Before we get to the part where we invoke BDA with our sample artifacts, let's setup some parameters and configuration that will be used throughout this notebook

In [None]:
import boto3
import json
import pprint
from IPython.display import JSON, display, HTML, Markdown, IFrame
import random


region_name = 'us-west-2'
# Initialize Bedrock Data Automation client
bda_client = boto3.client('bedrock-data-automation')
bda_runtime_client = boto3.client('bedrock-data-automation-runtime')
s3_client = boto3.client('s3')
bda_s3_input_location = 's3://genai.octankmarkets.com/input'
bda_s3_output_location = 's3://genai.octankmarkets.com/output'

### Prepare Sample Document
For this lab, we use a `Monthly Treasury Statement for the United States Government` for Fiscal Year 2025 through November 30, 2024. The document is prepared by the Bureau of the Fiscal Service, Department of the Treasury and provides detailed information on the government's financial activities. We will extract a subset of pages from the `PDF` document and use BDA to extract and analyse the document content.

### Download and store sample document
we use the document url to download the document and store it a S3 location. 
Note - We will configure BDA to use the sample input from this S3 location, so we need to ensure that BDA has `s3:GetObject` access to this S3 location. If you are running the notebook in your own AWS Account, ensure that the SageMaker Execution role configured for this JupyterLab app has the right IAM permissions.

In [None]:
%load_ext autoreload
%autoreload 1
import sys
sys.path.append('..')
%aimport utils.helper_functions

from utils.helper_functions import read_s3_object, create_sample_file, get_bucket_and_key,wait_for_completion, display_html


# Download sample pdf file, extract pages and  
input_bucket, input_prefix = get_bucket_and_key(bda_s3_input_location)
sample_data_url = "https://fiscaldata.treasury.gov/static-data/published-reports/mts/MonthlyTreasuryStatement_202411.pdf"
local_file_name = 'examples/MonthlyTreasuryStatement_202411.pdf'
create_sample_file(sample_data_url, 0, 9, local_file_name)
s3_file_name = 'MonthlyTreasuryStatement.pdf'
s3_response = s3_client.upload_file(local_file_name, input_bucket,
                                    f'{input_prefix}/{s3_file_name}')

### View Sample Document

In [None]:
display(IFrame("examples/MonthlyTreasuryStatement_202411.pdf", width=900, height=800))

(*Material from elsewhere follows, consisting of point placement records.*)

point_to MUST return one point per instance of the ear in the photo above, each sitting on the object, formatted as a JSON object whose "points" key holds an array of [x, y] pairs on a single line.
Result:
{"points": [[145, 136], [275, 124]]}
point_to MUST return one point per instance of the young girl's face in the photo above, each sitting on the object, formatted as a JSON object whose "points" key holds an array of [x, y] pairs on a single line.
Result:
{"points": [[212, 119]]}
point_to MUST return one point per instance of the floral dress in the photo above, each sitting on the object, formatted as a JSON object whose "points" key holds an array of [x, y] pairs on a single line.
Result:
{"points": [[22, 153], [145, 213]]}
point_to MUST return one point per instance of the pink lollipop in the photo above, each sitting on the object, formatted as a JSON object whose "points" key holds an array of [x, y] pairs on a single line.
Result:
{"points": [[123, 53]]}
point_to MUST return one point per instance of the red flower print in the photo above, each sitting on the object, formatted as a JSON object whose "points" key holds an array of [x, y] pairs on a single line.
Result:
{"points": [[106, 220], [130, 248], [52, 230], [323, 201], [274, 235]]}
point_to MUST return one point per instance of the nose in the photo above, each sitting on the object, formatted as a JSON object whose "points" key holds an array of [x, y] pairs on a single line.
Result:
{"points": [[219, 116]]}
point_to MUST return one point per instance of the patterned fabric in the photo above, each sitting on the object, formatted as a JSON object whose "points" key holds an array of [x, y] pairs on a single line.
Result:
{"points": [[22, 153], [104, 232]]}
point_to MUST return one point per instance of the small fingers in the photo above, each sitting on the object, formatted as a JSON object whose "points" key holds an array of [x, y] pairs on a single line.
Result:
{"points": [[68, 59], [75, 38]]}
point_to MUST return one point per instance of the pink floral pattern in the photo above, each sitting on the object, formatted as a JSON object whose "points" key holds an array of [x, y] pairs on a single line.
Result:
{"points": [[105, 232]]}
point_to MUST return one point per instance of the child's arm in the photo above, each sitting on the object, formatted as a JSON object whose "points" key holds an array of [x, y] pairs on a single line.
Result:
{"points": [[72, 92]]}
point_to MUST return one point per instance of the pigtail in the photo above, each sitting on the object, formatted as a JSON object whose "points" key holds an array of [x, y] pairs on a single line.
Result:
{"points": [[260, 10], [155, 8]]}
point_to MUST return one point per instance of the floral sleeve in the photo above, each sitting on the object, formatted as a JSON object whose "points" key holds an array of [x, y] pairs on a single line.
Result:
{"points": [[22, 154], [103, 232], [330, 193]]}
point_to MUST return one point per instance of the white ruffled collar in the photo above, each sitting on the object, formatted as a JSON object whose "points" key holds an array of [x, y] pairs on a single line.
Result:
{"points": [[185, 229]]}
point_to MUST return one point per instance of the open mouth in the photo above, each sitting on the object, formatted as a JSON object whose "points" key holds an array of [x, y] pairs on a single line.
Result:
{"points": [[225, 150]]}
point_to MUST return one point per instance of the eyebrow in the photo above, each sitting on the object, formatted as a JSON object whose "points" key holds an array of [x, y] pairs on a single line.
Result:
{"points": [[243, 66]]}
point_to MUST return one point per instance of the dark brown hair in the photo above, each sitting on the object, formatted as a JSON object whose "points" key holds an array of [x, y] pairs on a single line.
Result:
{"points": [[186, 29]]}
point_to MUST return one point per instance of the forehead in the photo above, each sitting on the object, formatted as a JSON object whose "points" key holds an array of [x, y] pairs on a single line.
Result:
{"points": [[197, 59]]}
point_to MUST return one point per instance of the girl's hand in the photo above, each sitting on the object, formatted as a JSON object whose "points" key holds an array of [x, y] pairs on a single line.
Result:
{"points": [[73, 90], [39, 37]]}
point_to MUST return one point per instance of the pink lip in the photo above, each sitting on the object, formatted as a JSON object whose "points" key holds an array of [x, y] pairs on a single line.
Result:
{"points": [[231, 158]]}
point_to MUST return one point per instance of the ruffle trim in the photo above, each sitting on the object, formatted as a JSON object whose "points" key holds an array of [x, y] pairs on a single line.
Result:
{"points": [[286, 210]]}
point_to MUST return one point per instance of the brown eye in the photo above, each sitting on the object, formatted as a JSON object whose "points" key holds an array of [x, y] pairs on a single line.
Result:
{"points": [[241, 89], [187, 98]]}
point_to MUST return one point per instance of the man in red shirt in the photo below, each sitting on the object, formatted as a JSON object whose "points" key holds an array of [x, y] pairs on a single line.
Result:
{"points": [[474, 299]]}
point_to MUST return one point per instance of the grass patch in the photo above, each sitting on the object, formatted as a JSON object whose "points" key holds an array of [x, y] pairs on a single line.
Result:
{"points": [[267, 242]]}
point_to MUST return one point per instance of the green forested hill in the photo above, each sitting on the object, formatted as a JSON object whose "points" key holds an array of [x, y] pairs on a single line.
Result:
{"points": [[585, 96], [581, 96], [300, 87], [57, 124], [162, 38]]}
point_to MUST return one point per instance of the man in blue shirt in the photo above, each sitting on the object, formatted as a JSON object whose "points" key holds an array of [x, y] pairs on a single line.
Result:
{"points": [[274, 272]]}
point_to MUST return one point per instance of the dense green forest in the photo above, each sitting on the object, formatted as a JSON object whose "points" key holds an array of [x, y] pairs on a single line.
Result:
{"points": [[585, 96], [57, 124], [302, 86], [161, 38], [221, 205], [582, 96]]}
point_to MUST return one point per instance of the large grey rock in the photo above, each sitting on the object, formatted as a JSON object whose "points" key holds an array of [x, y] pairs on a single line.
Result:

## Using Data Project with Standard Output

Let's start by creating our first project. You can create a project with a name, description and a standard output configuration (for one or more modalities). You can set standard output options specific to your use case. For our example, we will define standard output for Document modality with the following options to explore output - 

**Response Granularity** - DOCUMENT, PAGE, LINE, WORD, ELEMENT

**Bounding Box**  - ENABLED

**Generative Field** - ENABLED

**Output Format** - Markdown, CSV, HTML

**AdditionalFileFormation** - ENABLED

All other options (including for other modalities) would take default values

### Configure IAM Permissions

The features being explored in the notebook require the following IAM Policies for the role being used. If you're running this notebook within SageMaker Studio in your own Account, update the default execution role for the SageMaker user profile to include the following IAM policies.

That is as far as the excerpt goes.